An impressive lineup of co-workers and admirers pay belated tribute to one of Hollywood’s most distinguished journeymen helmers in “Will Bill: Hollywood Maverick,” a persuasive docu about the long-underrated talent of the late William A. Wellman (1896-1975), exec produced by his namesake son. Portrait of the hard-nosed, exec-slugging professional will be relished by buffs but also has more general appeal as a portrait of a real character in his own right, marking this for healthy tube sales as well as further fest exposure.

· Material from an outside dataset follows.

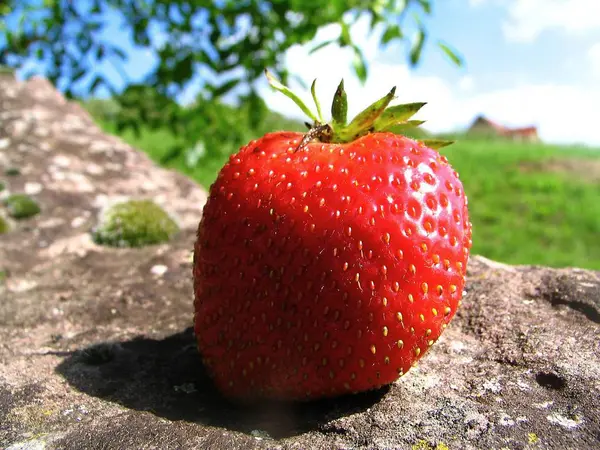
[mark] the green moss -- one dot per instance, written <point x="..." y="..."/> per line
<point x="3" y="225"/>
<point x="21" y="206"/>
<point x="134" y="223"/>
<point x="12" y="171"/>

Structure is standard for works of this kind, tracing Wellman’s life from his birth in Brookline, Mass., in U.S. cinema’s centennial year and when Buffalo Bill was still alive, through his distinguished World War I career as a flier (which later got him the job of directing the classic silent “Wings”), his start as a mailboy at Goldwyn Studios, his rise to director in the ’20s, his five marriages and stormy career through the ’30s to late ’50s, totaling 76 pics. Sole blip in the production is a flowery narration spoken in gravel-voiced tones by Alec Baldwin.
Dominant themes are Wellman’s “lifesize distaste for authority” and abhorrence of kiss-ass attitudes in a compliant company town, and his often forgotten talent as a technical innovator. The former is constantly (and a tad repetitiously) referred to by interviewees and forms the substance of many of their anecdotes, from threatening to beat up Jack Warner if he ever met him in a men’s room to one day taking on longtime colleague Darryl F. Zanuck.
Wellman the technician emerges persuasively in many of the well-chosen clips from a total 28 movies, from his powerful use of sound (Cagney’s rain-drenched shootout in “The Public Enemy”) and regular device of shooting through foreground objects, through his easy adaptation to widescreen in the ’50s (“The High and the Mighty”), to the virtual monochrome look achieved in the Technicolor “Track of the Cat.”
Writer-director Todd Robinson also makes the point that, like Howard Hawks, with whom he shared many qualities, Wellman was a fine director of women, giving actresses Anne Baxter (“Yellow Sky”), Barbara Stanwyck (“Lady of Burlesque”), Carole Lombard (“Nothing Sacred”) and Janet Gaynor (“A Star Is Born”) some of their juiciest roles, not to mention a slew of no-names in “Westward the Women.”
A pleasing amount of time also is spent highlighting Wellman’s more social-humanist pics, like the Depression-era street-kids drama “Wild Boys of the Road,” mob justice Western “The Ox-Bow Incident” and men-in-war study “Battleground.”
Docu rightly never tries to construct any convoluted auteurist theory to put Wellman’s broadoeuvre into contempo critical perspective. Through family home movies and copious testimonies, it settles for a straight-arrow portrait of a gifted maverick who was tolerated and finally spat out by the system in which he worked, but had a hell of a time along the way.